A young woman returns home to attend the burial of her grandmother. Upon her arrival she finds the town increasingly cut off and isolated from the outside world. The residents must then band together when an outside force threatens to, literally, wipe them off the map.

The first two acts are spent developing the sense of place, the dynamic of the town and building character. This allows the audience to build a sense of kinship with this small and close-knit community so that when their home and lives are threatened, you are deeply invested in their survival.

Where The Hunt might go in all-guns-blazing, Bacurau chooses to take its time; like a sniper waiting for the perfect kill shot. Yet when it finally pulls the trigger, it explodes into a cacophony of violence like a dumdum bullet hitting a skull.

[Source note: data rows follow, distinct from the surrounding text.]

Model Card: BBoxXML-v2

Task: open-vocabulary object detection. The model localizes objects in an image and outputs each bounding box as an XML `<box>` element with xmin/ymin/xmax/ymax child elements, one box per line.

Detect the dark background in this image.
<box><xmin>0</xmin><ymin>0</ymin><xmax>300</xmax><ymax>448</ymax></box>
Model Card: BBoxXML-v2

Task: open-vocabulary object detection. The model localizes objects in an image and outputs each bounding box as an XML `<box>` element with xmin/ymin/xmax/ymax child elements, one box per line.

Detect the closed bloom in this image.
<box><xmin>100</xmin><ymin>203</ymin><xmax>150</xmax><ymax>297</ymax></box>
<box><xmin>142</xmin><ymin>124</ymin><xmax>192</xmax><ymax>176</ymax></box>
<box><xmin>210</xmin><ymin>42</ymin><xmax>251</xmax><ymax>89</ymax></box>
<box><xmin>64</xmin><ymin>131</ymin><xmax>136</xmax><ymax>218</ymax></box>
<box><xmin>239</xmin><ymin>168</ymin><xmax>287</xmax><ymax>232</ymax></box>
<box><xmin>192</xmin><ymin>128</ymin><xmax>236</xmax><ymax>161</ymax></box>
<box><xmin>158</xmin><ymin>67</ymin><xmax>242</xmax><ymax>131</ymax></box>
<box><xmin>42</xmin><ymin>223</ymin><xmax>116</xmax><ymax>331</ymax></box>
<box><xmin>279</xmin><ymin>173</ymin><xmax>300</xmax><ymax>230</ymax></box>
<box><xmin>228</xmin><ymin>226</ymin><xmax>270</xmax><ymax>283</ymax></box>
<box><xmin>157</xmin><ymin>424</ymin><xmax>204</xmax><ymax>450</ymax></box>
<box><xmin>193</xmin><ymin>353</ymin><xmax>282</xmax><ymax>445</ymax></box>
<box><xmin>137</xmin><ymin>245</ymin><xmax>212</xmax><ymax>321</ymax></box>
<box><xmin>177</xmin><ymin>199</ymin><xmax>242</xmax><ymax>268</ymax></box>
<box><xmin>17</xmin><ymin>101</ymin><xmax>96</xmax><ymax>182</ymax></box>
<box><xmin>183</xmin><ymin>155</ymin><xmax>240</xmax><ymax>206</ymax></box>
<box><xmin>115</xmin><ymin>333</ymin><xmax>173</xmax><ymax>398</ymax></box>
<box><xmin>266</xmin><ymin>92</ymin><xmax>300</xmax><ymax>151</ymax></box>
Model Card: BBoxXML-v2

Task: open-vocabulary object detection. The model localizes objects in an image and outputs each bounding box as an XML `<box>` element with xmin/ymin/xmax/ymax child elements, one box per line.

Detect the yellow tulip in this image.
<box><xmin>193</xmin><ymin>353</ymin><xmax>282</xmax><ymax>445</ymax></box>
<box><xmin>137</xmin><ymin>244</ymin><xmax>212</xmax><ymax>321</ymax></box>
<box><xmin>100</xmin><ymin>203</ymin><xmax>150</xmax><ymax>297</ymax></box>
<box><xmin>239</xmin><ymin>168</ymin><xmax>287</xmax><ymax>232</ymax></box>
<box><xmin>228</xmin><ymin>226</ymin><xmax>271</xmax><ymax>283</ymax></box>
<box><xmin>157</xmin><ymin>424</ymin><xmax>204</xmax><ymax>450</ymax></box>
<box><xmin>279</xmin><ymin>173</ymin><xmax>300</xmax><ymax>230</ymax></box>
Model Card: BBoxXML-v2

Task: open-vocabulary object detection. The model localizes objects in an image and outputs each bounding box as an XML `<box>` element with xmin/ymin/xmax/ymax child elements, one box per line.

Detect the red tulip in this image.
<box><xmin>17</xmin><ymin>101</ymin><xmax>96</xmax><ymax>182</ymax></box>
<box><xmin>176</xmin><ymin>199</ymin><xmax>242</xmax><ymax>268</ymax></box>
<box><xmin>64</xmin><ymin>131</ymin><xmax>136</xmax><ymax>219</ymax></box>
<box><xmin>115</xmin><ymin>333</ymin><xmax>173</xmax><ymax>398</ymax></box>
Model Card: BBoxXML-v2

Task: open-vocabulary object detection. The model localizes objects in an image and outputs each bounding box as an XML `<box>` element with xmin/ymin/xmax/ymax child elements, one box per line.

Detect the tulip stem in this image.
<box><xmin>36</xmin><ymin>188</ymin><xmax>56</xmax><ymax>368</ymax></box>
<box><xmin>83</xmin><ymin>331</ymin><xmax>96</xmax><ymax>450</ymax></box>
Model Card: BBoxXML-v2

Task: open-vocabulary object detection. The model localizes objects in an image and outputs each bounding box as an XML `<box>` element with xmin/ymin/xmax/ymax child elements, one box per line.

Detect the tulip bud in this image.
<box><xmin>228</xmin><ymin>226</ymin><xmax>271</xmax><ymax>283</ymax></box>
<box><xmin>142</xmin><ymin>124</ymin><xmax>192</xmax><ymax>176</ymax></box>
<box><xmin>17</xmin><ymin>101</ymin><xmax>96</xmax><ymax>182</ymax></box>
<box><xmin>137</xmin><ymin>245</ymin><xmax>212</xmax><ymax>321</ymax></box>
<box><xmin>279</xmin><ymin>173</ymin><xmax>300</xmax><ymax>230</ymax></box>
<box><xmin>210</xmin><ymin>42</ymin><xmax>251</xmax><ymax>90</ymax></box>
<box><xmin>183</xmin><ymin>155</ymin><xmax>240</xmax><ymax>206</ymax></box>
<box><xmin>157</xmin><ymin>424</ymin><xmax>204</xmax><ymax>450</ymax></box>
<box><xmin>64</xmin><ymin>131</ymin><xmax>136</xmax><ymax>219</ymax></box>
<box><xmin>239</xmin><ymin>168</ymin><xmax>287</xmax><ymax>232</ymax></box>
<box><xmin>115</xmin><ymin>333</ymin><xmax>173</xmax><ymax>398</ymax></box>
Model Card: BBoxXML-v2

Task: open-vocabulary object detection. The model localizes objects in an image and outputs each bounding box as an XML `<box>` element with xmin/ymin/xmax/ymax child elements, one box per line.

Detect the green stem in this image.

Writer-directors Juliano Dornelles & Kleber Mendonça Filho are clearly fans of Spaghetti Westerns. Bacurau not only fits the structure and tone of the genre, it also features several of its archetypes, from the decent schoolmaster to the town drunk and slimy mayor. The local and grizzled faces which make up the cast’s majority provide a good counterpoint to the casting of Udo Kier. His is a recognisable face to European audiences, and his presence doubles down on the film’s genre roots.

Courtesy of MUBI UK

Its “small town under siege” plot echoes Rio Bravo, itself inspiring Assault On Precinct 13. The latter is a clear influence, with the local school named “João Carpinteiro”, a distinct nod to horror filmmaker John Carpenter. It also draws inspiration from Kurosawa’s Seven Samurai, with the town calling upon the services of a local outlaw to help lead their resistance.

The Horror genre can often hold a mirror up to society; such was clear in recent releases like The Purge and Get Out. Bacurau is no different. Not only is it a damning insight into Brazil’s current political climate – foreign parties coming over to eliminate indigenous citizens and land for their own personal gain? Sound familiar? – it also reads as a commentary on multinational corporations destroying the Brazilian rainforest in the pursuit of big business.

This slice of Grindhouse is guaranteed to push everyone to their limits. Just as the residents resort to psychedelics to face the incoming threat, audiences visiting Bacurau will experience one hell of a trip.

Bacurau is out in cinemas from 13th March and streaming on Mubi UK from 27th March.